La Terreur à Bordeaux: les morts de la Chartreuse
"Jusqu'à la fin de l'Ancien Régime, le sort des condamnés à mort s'achevait souvent dans l'anonymat au cimetière de la Chartreuse. Au mieux, les restes des personnes frappées par le glaive des lois passaient entre les mains des médecins pour les dissections à l'hôpital Saint-André, en hiver uniquement, pour les raisons que l'on imagine. Mais le plus souvent, après l'exécution capitale, ils étaient brûlés afin qu'ils ne puissent obtenir de pardon et une inhumation décente dans les terres consacrées d'un cimetière.
"Plus respectueux du corps, le XIXe siècle leur concéda le droit d'être enterrés dans les cimetières communaux. Leurs dépouilles ne furent plus bannies comme aux siècles précédents. Cependant, ils devaient être enterrés dans le plus grand secret afin que nul ne puisse connaître l'emplacement de leurs tombes ; une façon symbolique de doubler la peine qui leur était infligée. Les instructions étaient données dans ce sens aux employés du cimetière. Certaines familles pouvaient réclamer leurs corps mais il s'agissait de mesures exceptionnelles.
"Le panier de la guillotine
"D'une manière générale, les suppliciés étaient ensevelis dans la partie sud-ouest de la nécropole, dans « un emplacement tout à fait négligé que la main du prêtre ne bénit jamais », écrit Auguste Bordes en 1845 (1), et au pire au milieu des allées, en compagnie des suicidés. On marchait sur ces malheureux, on les piétinait pour mieux dire afin de poursuivre le châtiment que la justice de l'homme avait ordonné. Les inhumations se faisaient sans prière et sans intercession, comme s'ils ne devaient rien attendre de la miséricorde divine.

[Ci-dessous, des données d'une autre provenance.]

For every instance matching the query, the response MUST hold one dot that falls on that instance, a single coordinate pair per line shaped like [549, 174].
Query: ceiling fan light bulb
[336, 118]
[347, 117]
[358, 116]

"Grâce aux archives, on connaît quelques-uns des condamnés à mort, qui furent inhumés à Bordeaux pendant la Terreur au cimetière de la Chartreuse. Les exécutés de la place Nationale (aujourd'hui place Gambetta) affluent chaque jour au cimetière Saint-Seurin encore en activité et au cimetière général. Le 29 juillet 1794, la municipalité reçoit plusieurs plaintes car l'exécuteur des jugements (autrement dit le bourreau) « va laver le panier de la guillotine dans la Devèze et il répand du sang partout ».
"Le 6 juillet 1817, Emel Randon, Joseph Cassagne et Bédrines, tous les trois conspirateurs de l'État, subirent leur peine à quatre heures trois quart de l'après-midi place d'Aquitaine (aujourd'hui place de la Victoire) ; le 9 septembre 1840, Pierre Vincent Eliçabide, professeur, auteur d'un triple assassinat réalisé avec le même couteau ; le 23 octobre 1858, Jeanne Constantin, couturière, avait tué sa voisine pour la voler ; le 3 juillet 1883 Pierre Martinet, cultivateur à Sainte-Foy-la-Grande, avait tué son oncle, un vieillard âgé de 73 ans. On peut ajouter les célèbres frères Faucher, de La Réole, deux généraux traduits en conseil de guerre et fusillés par les balles royalistes le 27 septembre 1815, enterrés quelque part dans la nécropole."
(1) « Histoire des Monuments de la ville de Bordeaux », Auguste Bordes, 1845.